Harak said people who are behind on their bills have had protections for the past year from public health orders that forbid utility shut-offs. There’s also a seasonal moratorium in Massachusetts on disconnecting services for failure to pay.
“But at some point the utilities are going to have to start collecting on those bills and if they don’t get paid they’re going have to turn people off,” Harak said.
Industry groups say energy costs are being driven up largely by the Russian invasion of Ukraine, which caused rippling effects on oil markets across the world.
“The Ukraine crisis has driven the prices to unprecedented levels,” said Michael Ferrante, president of the Massachusetts Energy Marketers Association.

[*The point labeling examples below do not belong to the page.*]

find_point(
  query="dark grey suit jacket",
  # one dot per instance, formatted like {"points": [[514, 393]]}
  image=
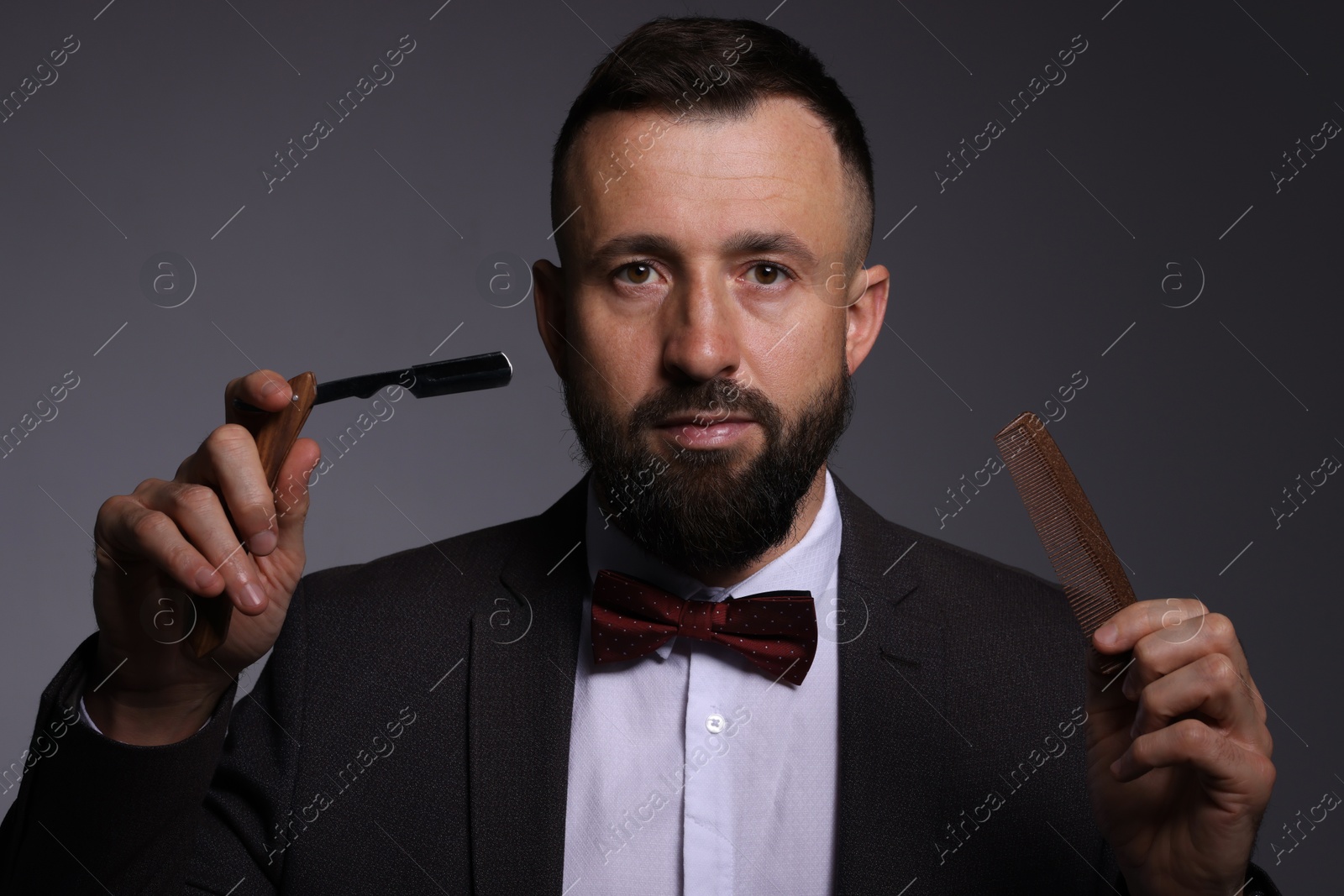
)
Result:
{"points": [[410, 735]]}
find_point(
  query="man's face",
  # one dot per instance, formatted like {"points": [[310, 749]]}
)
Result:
{"points": [[705, 325]]}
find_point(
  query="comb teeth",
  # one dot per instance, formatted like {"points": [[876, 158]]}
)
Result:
{"points": [[1088, 567]]}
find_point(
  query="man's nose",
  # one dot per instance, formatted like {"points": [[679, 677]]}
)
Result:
{"points": [[701, 331]]}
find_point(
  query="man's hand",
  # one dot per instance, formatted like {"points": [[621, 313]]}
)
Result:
{"points": [[1178, 752], [171, 537]]}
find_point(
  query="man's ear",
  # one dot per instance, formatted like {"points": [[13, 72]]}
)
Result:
{"points": [[549, 300], [864, 317]]}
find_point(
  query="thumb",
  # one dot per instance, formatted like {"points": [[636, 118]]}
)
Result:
{"points": [[292, 495]]}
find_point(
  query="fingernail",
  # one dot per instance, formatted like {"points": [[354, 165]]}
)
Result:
{"points": [[262, 543], [252, 595], [205, 578]]}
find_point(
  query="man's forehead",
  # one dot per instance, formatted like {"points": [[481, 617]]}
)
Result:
{"points": [[709, 181]]}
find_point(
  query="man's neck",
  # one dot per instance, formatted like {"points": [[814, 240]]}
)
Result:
{"points": [[803, 521]]}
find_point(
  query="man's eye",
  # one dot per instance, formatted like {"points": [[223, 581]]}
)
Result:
{"points": [[768, 275], [638, 273]]}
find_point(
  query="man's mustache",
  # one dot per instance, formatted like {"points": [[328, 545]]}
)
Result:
{"points": [[705, 403]]}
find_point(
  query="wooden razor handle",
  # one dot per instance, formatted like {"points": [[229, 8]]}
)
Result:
{"points": [[276, 434]]}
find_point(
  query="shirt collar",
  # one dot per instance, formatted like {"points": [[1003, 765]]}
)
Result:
{"points": [[808, 566]]}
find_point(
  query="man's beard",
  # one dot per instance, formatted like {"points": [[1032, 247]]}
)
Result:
{"points": [[706, 510]]}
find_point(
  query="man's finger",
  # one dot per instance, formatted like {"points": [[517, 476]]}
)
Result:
{"points": [[1142, 618], [1210, 687], [1194, 743], [1167, 651]]}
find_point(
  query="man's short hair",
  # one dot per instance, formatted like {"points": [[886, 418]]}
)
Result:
{"points": [[707, 67]]}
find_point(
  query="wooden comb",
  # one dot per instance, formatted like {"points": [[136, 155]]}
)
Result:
{"points": [[1088, 567]]}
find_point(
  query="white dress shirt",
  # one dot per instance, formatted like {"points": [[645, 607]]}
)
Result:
{"points": [[691, 772]]}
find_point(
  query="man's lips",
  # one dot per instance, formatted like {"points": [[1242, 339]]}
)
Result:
{"points": [[702, 419], [705, 432]]}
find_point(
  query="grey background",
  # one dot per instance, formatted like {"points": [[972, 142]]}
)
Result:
{"points": [[1026, 269]]}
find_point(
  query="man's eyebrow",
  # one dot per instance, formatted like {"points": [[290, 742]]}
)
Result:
{"points": [[743, 242], [633, 244], [748, 242]]}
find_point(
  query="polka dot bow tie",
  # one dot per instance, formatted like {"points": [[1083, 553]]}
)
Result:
{"points": [[776, 631]]}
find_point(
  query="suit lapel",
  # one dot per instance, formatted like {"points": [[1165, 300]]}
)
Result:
{"points": [[523, 658], [891, 699]]}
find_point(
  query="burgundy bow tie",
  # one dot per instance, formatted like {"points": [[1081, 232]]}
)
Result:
{"points": [[777, 631]]}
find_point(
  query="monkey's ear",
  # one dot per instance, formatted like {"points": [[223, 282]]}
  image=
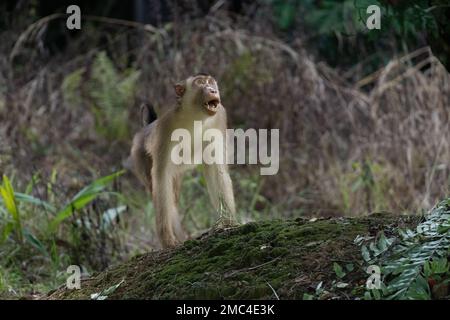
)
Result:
{"points": [[180, 88]]}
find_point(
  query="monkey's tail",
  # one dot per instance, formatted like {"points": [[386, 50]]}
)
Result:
{"points": [[148, 114]]}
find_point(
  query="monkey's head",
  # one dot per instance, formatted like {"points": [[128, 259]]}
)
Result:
{"points": [[200, 92]]}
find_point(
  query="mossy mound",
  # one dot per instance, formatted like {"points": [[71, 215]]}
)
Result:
{"points": [[253, 261]]}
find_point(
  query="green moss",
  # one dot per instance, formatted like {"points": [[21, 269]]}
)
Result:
{"points": [[292, 256]]}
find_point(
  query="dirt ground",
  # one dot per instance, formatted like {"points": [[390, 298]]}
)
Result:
{"points": [[264, 260]]}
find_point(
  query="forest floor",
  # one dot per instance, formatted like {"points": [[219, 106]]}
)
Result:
{"points": [[290, 259]]}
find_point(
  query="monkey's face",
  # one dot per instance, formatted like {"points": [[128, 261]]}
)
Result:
{"points": [[200, 91]]}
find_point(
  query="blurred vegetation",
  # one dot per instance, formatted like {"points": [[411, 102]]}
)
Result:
{"points": [[364, 122]]}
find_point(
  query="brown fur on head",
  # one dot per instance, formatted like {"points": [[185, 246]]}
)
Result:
{"points": [[199, 91]]}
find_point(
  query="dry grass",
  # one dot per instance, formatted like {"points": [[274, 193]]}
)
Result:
{"points": [[348, 146]]}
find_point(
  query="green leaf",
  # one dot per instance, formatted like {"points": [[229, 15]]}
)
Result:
{"points": [[338, 270], [35, 242], [83, 198]]}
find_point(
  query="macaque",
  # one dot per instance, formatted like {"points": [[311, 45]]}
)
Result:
{"points": [[198, 99]]}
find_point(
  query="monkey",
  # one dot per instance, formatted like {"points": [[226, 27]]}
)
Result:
{"points": [[197, 99]]}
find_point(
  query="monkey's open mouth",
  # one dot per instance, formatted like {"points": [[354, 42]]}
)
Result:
{"points": [[212, 105]]}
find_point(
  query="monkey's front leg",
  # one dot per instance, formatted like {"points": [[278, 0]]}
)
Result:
{"points": [[220, 189], [165, 206]]}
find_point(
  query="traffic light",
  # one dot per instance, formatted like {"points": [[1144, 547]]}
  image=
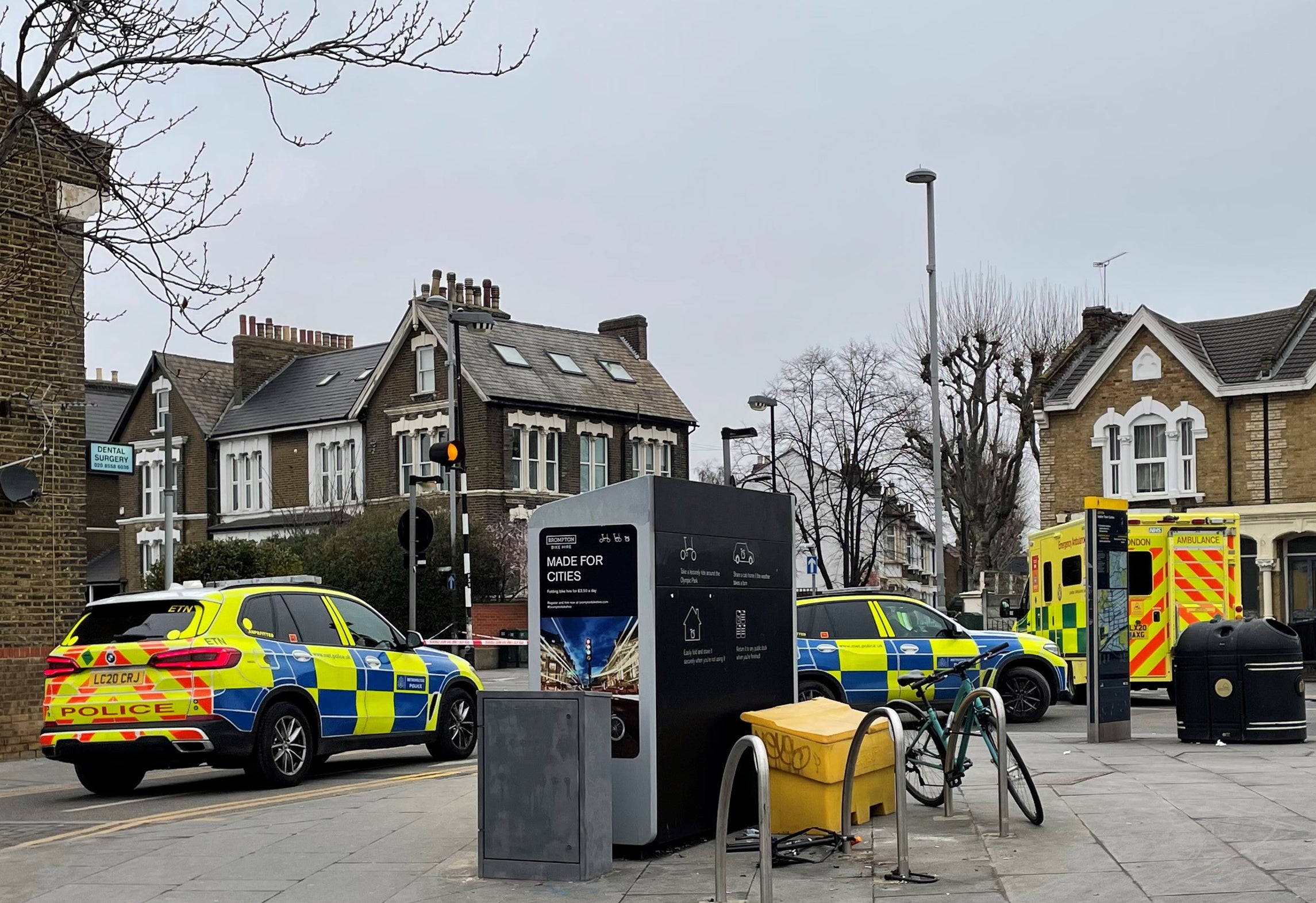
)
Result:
{"points": [[452, 454]]}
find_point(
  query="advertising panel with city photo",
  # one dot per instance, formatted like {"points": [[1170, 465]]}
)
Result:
{"points": [[588, 624]]}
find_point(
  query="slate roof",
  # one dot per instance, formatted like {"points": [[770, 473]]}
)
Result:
{"points": [[106, 402], [294, 395], [105, 568], [1264, 346], [544, 383], [206, 386]]}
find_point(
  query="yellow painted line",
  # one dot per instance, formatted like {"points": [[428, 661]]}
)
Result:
{"points": [[236, 806]]}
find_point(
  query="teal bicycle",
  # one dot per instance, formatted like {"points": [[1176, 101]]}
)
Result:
{"points": [[926, 746]]}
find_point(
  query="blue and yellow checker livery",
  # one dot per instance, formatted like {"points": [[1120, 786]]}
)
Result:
{"points": [[266, 677], [855, 646]]}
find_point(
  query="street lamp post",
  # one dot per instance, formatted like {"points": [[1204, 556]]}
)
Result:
{"points": [[759, 403], [927, 178]]}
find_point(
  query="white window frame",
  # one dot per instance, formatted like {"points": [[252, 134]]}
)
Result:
{"points": [[336, 466], [161, 390], [151, 477], [1119, 470], [240, 493], [1187, 444], [425, 369], [594, 472]]}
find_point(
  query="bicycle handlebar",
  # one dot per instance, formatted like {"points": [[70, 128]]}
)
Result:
{"points": [[955, 669]]}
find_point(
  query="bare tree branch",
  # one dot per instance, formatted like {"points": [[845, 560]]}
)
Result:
{"points": [[76, 83]]}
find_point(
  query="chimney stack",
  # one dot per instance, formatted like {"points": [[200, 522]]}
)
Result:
{"points": [[633, 331]]}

He said prices for natural gas, oil and diesel fuel were rising even before Russia’s invasion, driven by increased demand as more people returned to work.
But the conflict has created chaos in the global oil markets, and home heating oil dealers are seeing price fluctuations three or four times a day in some cases.
“When that happens, the suppliers immediately have to pass that cost onto the retailers who deliver fuel to peoples’ homes,” Ferrante said. “And of course that trickles down to consumers.”
He said retailers aren’t making more money off the rising home heating oil costs.
“They dislike the a higher prices as much as consumers do, but they have to pass them along,” he said.
Seeking more relief
Massachusetts is the third-largest consumer of home heating oil in the nation, with an estimated 700,000 homes using about 850 million gallons a year, according to industry figures.
On Beacon Hill, a supplemental spending bill recently approved by the House included $5 million in state surplus funding for fuel assistance programs.
Congressional lawmakers are pressuring the Biden administration to provide more federal fuel assistance money to states to offset the higher prices.
Biden pumped more than $3.37 billion into the federal Low-Income Home Energy Assistance Program this winter to help families struggling to pay utility bills, but members of Congress say more money is needed to offset the rising fuel costs.
In a letter to Health and Human Services Xavier Becerra, U.S. Rep. Katherine Clark, D-Melrose — who serves as assistant House speaker — led nearly 90 other lawmakers in calling on the administration to “take additional steps to reduce energy costs” including the release of more federal fuel assistance money.
“LIHEAP plays a critical role in offsetting burdensome heating and cooling costs that strain the budgets of financially vulnerable Americans,” the lawmakers wrote. “But as prices skyrocket because of Russia’s aggression in Europe, states will have to make tough choices about the number of people they serve and the amount of LIHEAP assistance they can provide to each household.”